Fehlendes EAG bringt PV-Megastau

Das fehlende Erneuerbaren Ausbaugesetz (EAG) löst einen Megastau aus: 6.000 baureife PV-Projekte warten auf Realisierungsmöglichkeit, so der Bundesverband Photovoltaik.

Die Regierung müsse sich beim EAG rasch einig werden um 2021 nicht zum verlorenen PV-Jahr zu machen, warnt der Bundesverband Photovoltaik. Wie erwartet sei nach dem großen Andrang auf die Tarifförderung gemäß Ökostromgesetz für Photovoltaik(PV)-Dachanlagen im Jänner nun auch die zweite Förderschiene, die reine Investitionsförderung für PV-Anlagen, deutlich überzeichnet. Die Nachfrage war so hoch, dass das verfügbare Budget innerhalb weniger Minuten vergeben war. Mehr als 257Megawatt (MW) erhalten damit nach aktuellem Stand auch hier keine Realisierungszusage.

Paierl: „Leere Politik-Sprechblasen“

Auch die zeitgleich gestartete Investitionsförderung für Stromspeicher war rasch vergriffen und etwas mehr als 1.800 Förderanträge für Speicheranlagen kommen nicht zum Zug. Damit liegen mittlerweile mehr als 6.000 PV-Projekte mit über400 MW an fertig entwickelten, genehmigten und daher umgehend realisierbaren PV-Projekten vor, die aufgrund des noch in der koalitionsinternen politischen Warteschleife hängendem Erneuerbaren-Ausbau-Gesetz (EAG) nicht realisiert werden können.
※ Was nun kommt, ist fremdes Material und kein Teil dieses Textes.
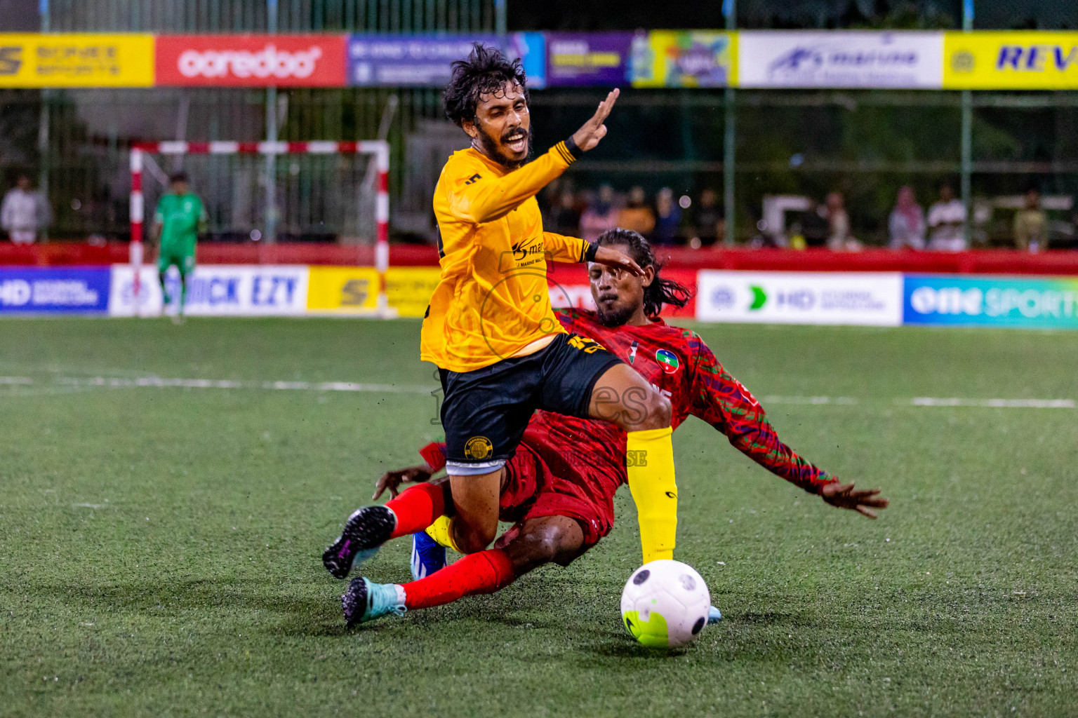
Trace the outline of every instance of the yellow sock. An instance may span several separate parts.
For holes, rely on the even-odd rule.
[[[628,432],[625,468],[636,502],[644,563],[674,558],[677,535],[677,482],[674,480],[674,430]]]
[[[453,543],[453,519],[447,516],[440,516],[434,519],[434,523],[427,526],[427,535],[447,549],[453,549],[457,553],[464,553]]]

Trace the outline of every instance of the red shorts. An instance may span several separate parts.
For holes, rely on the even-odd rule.
[[[624,468],[606,467],[586,453],[555,449],[543,438],[526,432],[516,454],[506,463],[498,518],[515,525],[495,546],[513,540],[528,519],[565,516],[576,519],[584,532],[583,553],[613,526],[613,495],[624,483]]]

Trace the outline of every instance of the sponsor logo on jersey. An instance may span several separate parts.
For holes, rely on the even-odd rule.
[[[660,349],[657,351],[655,361],[659,362],[659,366],[663,367],[663,371],[665,374],[674,374],[680,366],[680,363],[677,361],[677,354],[668,349]]]
[[[487,459],[494,453],[494,445],[485,436],[473,436],[465,444],[465,456],[468,459]]]

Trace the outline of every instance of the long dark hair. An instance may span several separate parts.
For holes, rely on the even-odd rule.
[[[651,285],[644,287],[644,313],[646,316],[659,316],[663,305],[681,309],[689,304],[692,292],[673,279],[664,279],[659,276],[663,266],[655,259],[655,254],[651,251],[651,242],[639,233],[632,229],[607,229],[599,235],[595,243],[598,247],[624,244],[628,247],[630,256],[633,257],[633,262],[640,265],[640,269],[652,267],[655,270],[655,278],[651,281]]]
[[[475,105],[482,95],[500,90],[508,82],[520,85],[528,102],[528,84],[519,59],[510,62],[497,47],[474,42],[466,60],[453,64],[450,84],[445,86],[445,116],[457,127],[475,122]]]

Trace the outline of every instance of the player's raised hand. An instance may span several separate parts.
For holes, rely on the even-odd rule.
[[[583,127],[573,132],[572,141],[577,143],[577,146],[582,152],[593,150],[599,143],[599,140],[606,137],[606,125],[603,123],[606,122],[607,115],[610,114],[610,110],[613,109],[613,103],[620,94],[620,89],[612,89],[607,95],[607,98],[599,102],[599,107],[595,110],[592,118],[585,122]]]
[[[386,489],[389,490],[389,497],[397,498],[400,493],[398,487],[405,481],[412,481],[414,483],[421,483],[424,481],[430,481],[432,471],[430,467],[424,464],[423,466],[409,466],[407,468],[399,468],[396,471],[389,471],[374,484],[374,495],[371,496],[372,501],[377,501],[378,496],[385,493]]]
[[[644,277],[644,270],[633,262],[633,257],[618,250],[611,250],[609,247],[599,247],[595,250],[595,262],[608,267],[617,267],[627,271],[633,277]]]
[[[854,483],[825,483],[820,496],[831,506],[848,508],[870,519],[876,518],[879,509],[887,508],[888,502],[880,495],[880,489],[854,489]]]

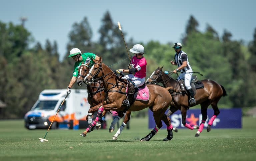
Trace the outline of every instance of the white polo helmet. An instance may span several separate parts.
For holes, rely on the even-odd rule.
[[[130,50],[130,51],[135,54],[144,54],[144,47],[140,44],[136,44]]]
[[[173,46],[173,47],[172,48],[175,48],[175,47],[179,47],[180,48],[182,48],[182,45],[180,43],[174,43],[174,45]]]
[[[73,48],[69,52],[69,56],[68,58],[70,58],[79,54],[81,54],[81,51],[78,48]]]

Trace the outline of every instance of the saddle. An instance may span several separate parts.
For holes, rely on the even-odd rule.
[[[188,92],[187,91],[187,90],[185,87],[184,80],[179,80],[178,82],[183,93],[185,94],[186,91],[187,93],[188,93]],[[201,81],[198,80],[197,79],[197,76],[196,75],[192,76],[192,78],[191,79],[190,85],[192,87],[192,89],[193,89],[193,91],[194,91],[194,93],[195,95],[196,93],[196,89],[197,89],[204,88],[204,84]]]

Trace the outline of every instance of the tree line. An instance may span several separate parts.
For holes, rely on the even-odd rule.
[[[67,53],[60,61],[58,45],[47,40],[32,47],[33,37],[22,25],[0,21],[0,100],[7,107],[2,118],[22,118],[32,107],[40,92],[45,89],[65,88],[72,76],[74,62],[66,58],[72,48],[101,56],[103,62],[112,65],[127,58],[123,38],[116,23],[109,12],[101,20],[99,40],[93,41],[91,27],[87,18],[74,23],[69,32]],[[242,40],[232,39],[232,34],[224,31],[220,36],[210,25],[200,31],[199,24],[189,18],[181,42],[194,71],[200,72],[200,80],[210,79],[223,85],[228,96],[221,99],[219,107],[255,106],[256,94],[256,28],[248,44]],[[152,31],[157,32],[157,31]],[[126,33],[123,33],[125,38]],[[128,48],[140,43],[145,49],[147,77],[158,66],[172,70],[176,68],[170,61],[173,59],[173,42],[162,44],[151,41],[146,43],[126,40]],[[112,69],[127,68],[129,61],[121,62]],[[73,88],[86,88],[76,86]]]

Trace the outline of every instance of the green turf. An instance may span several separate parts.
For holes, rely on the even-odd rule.
[[[149,141],[139,139],[149,133],[146,118],[130,120],[116,141],[107,129],[96,130],[86,137],[82,130],[50,130],[48,142],[41,142],[46,130],[29,130],[23,120],[0,121],[0,160],[255,160],[256,118],[244,117],[240,129],[179,129],[170,141],[165,129]]]

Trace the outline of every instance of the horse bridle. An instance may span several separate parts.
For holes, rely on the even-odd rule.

„Aus der Krise herausinvestieren und das ,1 Million Dächer Programm‘ bleiben damit genauso leere Politik-Sprechblasen wie der angekündigte Ersatz von importierten Kohle- und Atomstrom durch heimischen Sonnenstrom“, kritisiert Herbert Paierl, Vorstandsvorsitzender des Bundesverbands Photovoltaic Austria. Die Umsetzung der Projekte könnte tausende wichtige Arbeitsplätze sichern, dringend benötigte neue Stellen schaffen und Investitionen von rund 350 Mio. Euro auslösen.

Uneinigkeit zwischen Türkis und Grün

Schuld am Desaster sei die Uneinigkeit der Regierung und damit das Hinauszögern des längst ausständigen EAG. Das Gesetz hätte bereits mit diesem Jahr in Kraft treten und erforderliche Rahmenbedingungen für den PV-Ausbau schaffen sollen. „Das EAG muss umgehend zu einem Ende gebracht werden. Beide Regierungsparteien müssen sich auf das Wesentliche fokussieren und als nächsten Schritt das EAG zur Vorstellung in den Nationalrat bringen um 2021 nicht zum verlorenen PV Jahr zu machen“, fordert Paierl.